Oregon Legislature Blocks Local Bans on Genetically Modified Crops

Published November 4, 2013

Oregon Gov. John Kitzhaber (D) signed into law a bill preventing county governments from banning genetically modified crops. In a special session convened to deal with a wide range of issues, the Senate passed the bill by a 17-12 vote and the House passed the bill by 32–22. Jackson County, which has already scheduled a spring 2014 vote on the topic, was exempted and will be allowed to decide the issue for itself.

The legislation contains an emergency clause that allows the bill to take effect immediately, precluding efforts in Benton and Lane counties to restrict genetically modified crops.

Governor Defied Activist Groups
The bill was one of five Kitzhaber signed into law after the special legislative session. The other bills focused on fiscal and budgetary issues.

Kitzhaber signed the bill despite vigorous environmental activist opposition. The Oregon Environmental Council, Oregon League of Conservation Voters, Friends of Family Farmers, Organically Grown Company, and the Sierra Club all opposed the bill.

Kitzhaber Pledges New Regulations
Kitzhaber said he supports regulation of genetically modified crops, but believes the state, rather than smaller jurisdictions, should enact the regulations. He pledged to support a bill for statewide regulations in the 2015 legislative session.

Between now and the 2015 session Kitzhaber pledged to:

•    direct the Oregon Department of Agriculture to use its existing authority to deal with conflicts between GMO and non-GMO crops;
•    require the state Department of Agriculture to complete an action plan by June 2014 that includes a mapping system, showing where GMO and non-GMO crops are grown; and
•    convene a task force within the Department of Agriculture to develop draft legislation for statewide regulation of GMO crops in time for the 2015 legislative session.
Genetically Modified Crop Benefits
“Genetic engineering of crops is at least as safe as, and often safer than, conventional breeding, so there is no good reason for any state or local government to ban them,” said Gregory Conko, executive director of the Competitive Enterprise Institute. 

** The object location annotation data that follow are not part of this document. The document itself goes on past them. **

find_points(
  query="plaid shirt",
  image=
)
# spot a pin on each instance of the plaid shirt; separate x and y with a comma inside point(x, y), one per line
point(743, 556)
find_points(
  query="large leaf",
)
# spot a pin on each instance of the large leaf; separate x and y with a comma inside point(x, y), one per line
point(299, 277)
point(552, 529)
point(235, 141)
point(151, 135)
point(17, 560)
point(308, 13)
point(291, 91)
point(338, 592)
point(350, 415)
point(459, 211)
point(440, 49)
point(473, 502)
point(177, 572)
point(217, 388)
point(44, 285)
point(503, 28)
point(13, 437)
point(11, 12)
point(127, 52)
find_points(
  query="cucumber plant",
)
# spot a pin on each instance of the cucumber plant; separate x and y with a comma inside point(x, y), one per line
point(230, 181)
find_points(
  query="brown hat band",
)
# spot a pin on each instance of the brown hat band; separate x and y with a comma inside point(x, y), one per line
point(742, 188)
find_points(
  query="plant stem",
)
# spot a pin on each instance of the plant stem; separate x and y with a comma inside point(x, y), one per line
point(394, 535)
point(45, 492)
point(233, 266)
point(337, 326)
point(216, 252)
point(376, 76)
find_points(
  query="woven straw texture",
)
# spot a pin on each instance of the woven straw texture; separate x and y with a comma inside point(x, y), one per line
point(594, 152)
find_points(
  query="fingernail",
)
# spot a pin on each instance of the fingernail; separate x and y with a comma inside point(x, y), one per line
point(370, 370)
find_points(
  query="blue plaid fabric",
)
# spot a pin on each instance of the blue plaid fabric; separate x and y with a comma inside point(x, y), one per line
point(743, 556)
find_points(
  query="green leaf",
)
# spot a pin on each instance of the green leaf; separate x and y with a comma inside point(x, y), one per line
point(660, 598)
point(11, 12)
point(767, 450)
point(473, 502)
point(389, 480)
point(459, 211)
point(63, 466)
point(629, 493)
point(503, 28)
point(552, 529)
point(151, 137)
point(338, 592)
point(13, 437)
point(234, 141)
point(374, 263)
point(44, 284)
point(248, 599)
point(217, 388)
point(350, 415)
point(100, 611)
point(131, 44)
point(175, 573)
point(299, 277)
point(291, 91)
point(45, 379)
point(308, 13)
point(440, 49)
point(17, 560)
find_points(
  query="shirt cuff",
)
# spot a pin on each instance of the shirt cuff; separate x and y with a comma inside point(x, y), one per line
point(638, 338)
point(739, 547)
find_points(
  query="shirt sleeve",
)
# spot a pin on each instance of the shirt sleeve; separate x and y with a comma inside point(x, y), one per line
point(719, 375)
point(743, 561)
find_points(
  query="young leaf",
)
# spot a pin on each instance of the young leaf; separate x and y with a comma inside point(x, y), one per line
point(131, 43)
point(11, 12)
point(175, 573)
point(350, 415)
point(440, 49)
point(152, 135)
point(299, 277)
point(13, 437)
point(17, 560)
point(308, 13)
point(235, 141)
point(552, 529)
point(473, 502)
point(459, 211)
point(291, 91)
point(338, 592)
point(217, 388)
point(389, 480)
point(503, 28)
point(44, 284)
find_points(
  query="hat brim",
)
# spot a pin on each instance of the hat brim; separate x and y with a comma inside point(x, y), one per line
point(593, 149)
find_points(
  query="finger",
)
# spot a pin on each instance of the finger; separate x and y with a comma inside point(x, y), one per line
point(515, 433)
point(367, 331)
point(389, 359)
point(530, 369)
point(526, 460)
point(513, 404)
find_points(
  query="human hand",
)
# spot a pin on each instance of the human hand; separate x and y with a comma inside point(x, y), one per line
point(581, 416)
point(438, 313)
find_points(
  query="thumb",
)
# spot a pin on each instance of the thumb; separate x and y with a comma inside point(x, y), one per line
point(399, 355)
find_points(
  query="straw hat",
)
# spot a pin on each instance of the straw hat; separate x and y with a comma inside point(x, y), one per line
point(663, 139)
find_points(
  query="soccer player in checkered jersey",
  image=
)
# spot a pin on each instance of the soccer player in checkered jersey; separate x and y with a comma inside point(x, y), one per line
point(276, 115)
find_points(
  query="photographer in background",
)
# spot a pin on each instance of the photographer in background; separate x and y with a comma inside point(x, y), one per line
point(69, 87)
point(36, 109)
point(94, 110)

“In fact, because the genetically engineered crops on the market today have delivered both health and environmental benefits, banning them would be foolish, risking harm to both consumers and the environment. So I am pleased that the Oregon legislature has passed the Certainty for Oregon Family Farmers Act,” Conko explained.

So Far, Bans Symbolic
“Most of the counties in the U.S. that have banned the cultivation of genetically engineered crops so far are not ones in which agriculture is an important industry,” Conko observed. “But with environmental activists pumping a huge amount of financial resources into scare campaigns, the popularity of anti-farmer and anti-consumer restrictions on genetically engineered crops is growing. So laws like the one just enacted in Oregon will become more and more important.” 

Bonner R. Cohen, Ph. D. ([email protected]), is a senior fellow at the National Center for Public Policy Research.